The problem with the presumption that the owner was the driver is that it eliminates the presumption of innocence and shifts the burden of proof from that required by the rules of criminal procedure. This violates the rule in Hoben that an ordinance cannot provide less procedural protection to the person charged than would be available if the person were *584 charged under the Act. 256 Minn. at 444, 98 N.W.2d at 819.

The state argues that the ordinance meets Hoben's requirements and does not conflict with the Act because the rules of criminal procedure are applicable to both a charge under the ordinance and one under the Act. The state also cites to the court of appeals decision in State v. Eakins for the proposition that the presumption in the ordinance could not violate principles of criminal law because a petty misdemeanor is not within the definition of a crime under the criminal code. 720 N.W.2d 597, 601 (Minn.App.2006) (citing Minn.Stat. § 609.02, subd. 1 (2006), which defines a "crime" as "conduct which is prohibited by statute and for which the actor may be sentenced to imprisonment, with or without a fine").

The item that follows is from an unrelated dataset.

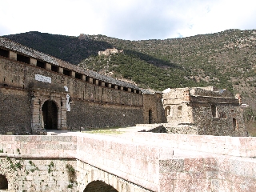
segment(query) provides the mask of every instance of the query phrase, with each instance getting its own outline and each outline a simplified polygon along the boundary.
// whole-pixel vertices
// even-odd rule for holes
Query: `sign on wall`
[[[41,74],[36,74],[35,75],[35,80],[37,80],[38,82],[44,82],[51,83],[51,78],[42,76]]]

Regardless of whether petty misdemeanors are considered to be "crimes" under the criminal code, the rules of criminal procedure specifically apply to petty misdemeanors. Minn. R.Crim. P. 1.01. And those rules require that a defendant be "presumed innocent until proven guilty beyond a reasonable doubt." Minn. R.Crim. P. 23.05, subd. 3. Thus, in any prosecution under the Act, the state has the burden to prove beyond a reasonable doubt that the owner was driving at the time of the red-light offense, and the owner has no obligation to prove anything.

On the other hand, section 474.660 of the ordinance requires the owner to rebut the presumption that he or she was the driver, or face liability as the owner. Therefore the ordinance provides less procedural protection to a person charged with an ordinance violation than is provided to a person charged with a violation of the Act. Accordingly, the ordinance conflicts with the Act and is invalid.

The state argues that even if section 474.660 is invalid because it creates a presumption that the owner is the driver, that section can be severed and the owner may still be held liable under section 474.640. But, as we discussed above, section 474.640 is itself in conflict with state law because it imposes liability on owners who would not be liable under the Act. Thus we need not analyze the question of severance because it would not alter the outcome in this case.

The state argues that there are compelling public safety considerations that underlie the ordinance, citing that numerous accidents occur as a result of red-light violations and they often lead to "serious injuries, death, extensive property damage and high insurance costs." Our decision is not meant to minimize those considerations, but only to clarify that they are not relevant to a preemption analysis and are most appropriately addressed to the legislature.

We hold that Minneapolis Code of Ordinances sections 474.620 to 474.670 are invalid because they are in conflict with the Act, and specifically with Minn.Stat. § 169.06, subd. 4(a), and Minn.Stat. § 169.022.

Affirmed.

PAGE, J., took no part in the consideration or decision of this case.